Teaching controversial parts of Chinese history ‘up to textbook publishers and teachers’ in Hong Kong
Education Bureau says curriculum will only list ‘key points’ in history and teachers should decide which events to focus on to realise their ‘teaching goals’
Hong Kong’s junior secondary school pupils will spend less time on ancient Chinese history and more on political, economic and social developments related to modern China and the city, according to the revised curriculum unveiled by the Education Bureau on Monday.
Teachers and textbook publishers will also be given freedom to decide how to broach the more controversial chapters of Chinese history, with neither the Tiananmen Square crackdown nor Hong Kong’s 1967 riots mentioned in the revised syllabus.
The government launched a second round of public consultation on Monday as it reintroduced some of the “negative” topics, such as the decline of dynasties, in the revised curriculum after its first draft sparked backlash.
The proposed changes would see Form Three pupils spending a whole year on modern Chinese history, studying events ranging from the Chinese Revolution of 1911 revolution to the establishment of Hong Kong as a special administrative region in 1997.
Relations between Hong Kong and mainland China since 1949, Sino-British negotiations on the handover of Hong Kong to China, and the establishment of the Basic Law, the city’s mini-constitution, would also be on the syllabus.
Pupils would have to complete within two years the syllabus on ancient history and the different dynasties that ruled ancient China.
More than 75 per cent of total class time would be spent on political history under the new syllabus, compared with some 65 per cent suggested in the first draft of the revised syllabus last year.
Around 14 per cent would be dedicated to cultural history while another 10 per cent would be taken up by Hong Kong’s role and development.
Lee Wai-hung, chairman of the Association of Chinese History Teachers, welcomed the revised curriculum, saying the government had accepted the recommendations made by teachers during the first round of public consultation.
“We were concerned about the insufficient coverage on political history which has too little emphasis on the negatives, such as the disorder and decline of different eras,” Lee said. “The government has now trimmed down the coverage on cultural history to make way for those [missing] parts.”
But some frontline teachers feared they would not have enough time to complete the full Chinese history syllabus, and questioned whether 50 classes could be guaranteed by schools per year.
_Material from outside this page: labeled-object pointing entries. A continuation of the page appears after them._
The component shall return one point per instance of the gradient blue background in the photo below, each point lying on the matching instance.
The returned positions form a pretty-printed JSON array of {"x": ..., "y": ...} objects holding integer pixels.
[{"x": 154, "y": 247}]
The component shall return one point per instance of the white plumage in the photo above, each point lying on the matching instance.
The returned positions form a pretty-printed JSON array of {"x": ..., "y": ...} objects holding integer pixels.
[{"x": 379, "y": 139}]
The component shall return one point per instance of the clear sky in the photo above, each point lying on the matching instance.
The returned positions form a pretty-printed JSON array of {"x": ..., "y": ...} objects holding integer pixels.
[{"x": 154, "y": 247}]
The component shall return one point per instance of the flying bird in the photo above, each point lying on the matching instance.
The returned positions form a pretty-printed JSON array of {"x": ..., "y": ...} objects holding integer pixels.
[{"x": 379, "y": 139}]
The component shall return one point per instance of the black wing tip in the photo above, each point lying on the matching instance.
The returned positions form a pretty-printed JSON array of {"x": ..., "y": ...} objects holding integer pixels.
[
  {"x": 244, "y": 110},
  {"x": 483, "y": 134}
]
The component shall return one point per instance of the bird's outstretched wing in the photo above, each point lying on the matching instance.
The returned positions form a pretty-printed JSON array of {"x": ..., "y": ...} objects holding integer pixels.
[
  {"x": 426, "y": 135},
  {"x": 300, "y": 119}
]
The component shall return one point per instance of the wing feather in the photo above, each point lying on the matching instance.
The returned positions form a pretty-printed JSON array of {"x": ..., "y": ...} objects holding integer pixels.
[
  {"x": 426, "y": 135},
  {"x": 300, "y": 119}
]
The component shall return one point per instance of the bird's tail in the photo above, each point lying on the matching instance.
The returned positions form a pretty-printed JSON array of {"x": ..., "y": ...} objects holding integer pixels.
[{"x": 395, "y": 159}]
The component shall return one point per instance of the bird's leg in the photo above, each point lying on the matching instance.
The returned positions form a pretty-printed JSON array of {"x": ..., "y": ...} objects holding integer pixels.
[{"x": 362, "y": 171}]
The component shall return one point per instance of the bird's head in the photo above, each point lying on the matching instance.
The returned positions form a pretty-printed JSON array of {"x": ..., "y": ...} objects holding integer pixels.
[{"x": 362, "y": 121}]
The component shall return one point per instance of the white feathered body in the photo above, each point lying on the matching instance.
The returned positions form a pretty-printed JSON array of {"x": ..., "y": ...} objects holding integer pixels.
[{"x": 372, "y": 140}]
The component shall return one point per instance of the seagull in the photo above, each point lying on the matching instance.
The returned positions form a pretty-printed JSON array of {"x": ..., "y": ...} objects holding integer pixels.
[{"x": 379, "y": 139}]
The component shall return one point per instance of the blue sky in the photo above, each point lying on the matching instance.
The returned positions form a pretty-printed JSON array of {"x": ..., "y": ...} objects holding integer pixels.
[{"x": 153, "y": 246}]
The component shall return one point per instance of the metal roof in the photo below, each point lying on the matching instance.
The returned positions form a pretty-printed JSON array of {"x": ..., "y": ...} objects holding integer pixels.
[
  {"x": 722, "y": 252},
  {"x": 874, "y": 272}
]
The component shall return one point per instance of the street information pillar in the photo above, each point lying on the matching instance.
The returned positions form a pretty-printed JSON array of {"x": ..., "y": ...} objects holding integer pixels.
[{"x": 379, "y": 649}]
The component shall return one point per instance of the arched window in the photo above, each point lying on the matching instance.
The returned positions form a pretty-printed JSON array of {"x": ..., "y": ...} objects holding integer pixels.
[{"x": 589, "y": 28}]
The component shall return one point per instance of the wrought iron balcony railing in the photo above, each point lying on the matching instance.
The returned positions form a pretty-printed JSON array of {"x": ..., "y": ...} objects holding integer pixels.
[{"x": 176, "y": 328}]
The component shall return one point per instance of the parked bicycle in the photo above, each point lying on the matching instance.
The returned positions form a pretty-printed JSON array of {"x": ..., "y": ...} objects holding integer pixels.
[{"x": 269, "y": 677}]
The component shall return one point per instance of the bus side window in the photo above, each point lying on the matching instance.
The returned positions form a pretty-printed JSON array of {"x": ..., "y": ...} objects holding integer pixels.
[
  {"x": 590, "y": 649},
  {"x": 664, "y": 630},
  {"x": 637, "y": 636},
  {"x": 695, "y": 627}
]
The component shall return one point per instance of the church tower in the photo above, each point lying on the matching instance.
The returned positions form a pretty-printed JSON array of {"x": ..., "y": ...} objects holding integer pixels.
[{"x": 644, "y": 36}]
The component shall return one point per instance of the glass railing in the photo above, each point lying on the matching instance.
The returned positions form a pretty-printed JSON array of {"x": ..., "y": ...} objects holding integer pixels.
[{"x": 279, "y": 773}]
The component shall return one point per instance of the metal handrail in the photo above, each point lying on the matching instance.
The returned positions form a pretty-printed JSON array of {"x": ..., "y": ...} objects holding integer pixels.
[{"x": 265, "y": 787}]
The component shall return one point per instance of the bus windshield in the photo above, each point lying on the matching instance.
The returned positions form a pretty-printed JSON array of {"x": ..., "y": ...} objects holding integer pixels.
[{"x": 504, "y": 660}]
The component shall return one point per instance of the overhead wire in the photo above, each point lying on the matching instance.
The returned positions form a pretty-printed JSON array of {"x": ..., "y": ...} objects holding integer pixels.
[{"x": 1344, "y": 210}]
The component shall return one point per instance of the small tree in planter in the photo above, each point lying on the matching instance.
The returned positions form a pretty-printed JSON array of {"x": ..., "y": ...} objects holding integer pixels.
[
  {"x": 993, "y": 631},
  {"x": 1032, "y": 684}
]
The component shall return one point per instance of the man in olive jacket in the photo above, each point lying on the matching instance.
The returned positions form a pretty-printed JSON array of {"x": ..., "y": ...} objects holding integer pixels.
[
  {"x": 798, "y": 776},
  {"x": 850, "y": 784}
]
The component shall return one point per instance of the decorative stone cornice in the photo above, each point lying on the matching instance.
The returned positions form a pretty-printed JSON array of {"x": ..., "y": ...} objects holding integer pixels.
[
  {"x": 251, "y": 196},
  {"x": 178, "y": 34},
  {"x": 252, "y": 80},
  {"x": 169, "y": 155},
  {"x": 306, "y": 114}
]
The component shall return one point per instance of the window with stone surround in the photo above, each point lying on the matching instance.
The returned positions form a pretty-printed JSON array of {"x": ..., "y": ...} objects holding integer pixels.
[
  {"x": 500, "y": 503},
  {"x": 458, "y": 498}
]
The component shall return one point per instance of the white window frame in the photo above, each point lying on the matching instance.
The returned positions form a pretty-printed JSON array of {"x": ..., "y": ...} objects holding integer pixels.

“Although the government has now shrunk the scope of ancient history for modern history, it has at the same time boosted coverage on the cultural and Hong Kong parts,” said Chen Yan-kai, deputy director of education research for the Professional Teachers’ Union. “I am afraid teachers at the end would still have to go through it briefly.”
Another talking point was whether controversial issues which were not included in the syllabus, such as the 1967 riots, should be taught.
The Education Bureau’s chief curriculum development officer, Gloria Chan Pik-wah, suggested textbook publishers and teachers should decide which historical events to examine in realising their teaching goals.
“They are required to teach in a manner that is unbiased, fact-based and objective, using their professional judgment,” she said.
Deputy Secretary for Education Hong Chan Tsui-wah noted that the new curriculum only set the framework laying out key points,as opposed to stipulating which specific events in history should be taught in classrooms.
History teacher Lee said he preferred the 1967 riots to be included in the curriculum as it would allow pupils to study such a significant incident from a historical perspective, offering them a comprehensive picture free from any political agenda.
Chief Executive Carrie Lam Cheng Yuet-ngor has announced that all Hong Kong secondary schools would teach Chinese history as an independent compulsory subject at the junior levels from next year in a bid to equip pupils with a sense of national identity.
The second stage of public consultation on the subject will run until the end of November, and the new syllabus is expected to take effect in the 2020 school year.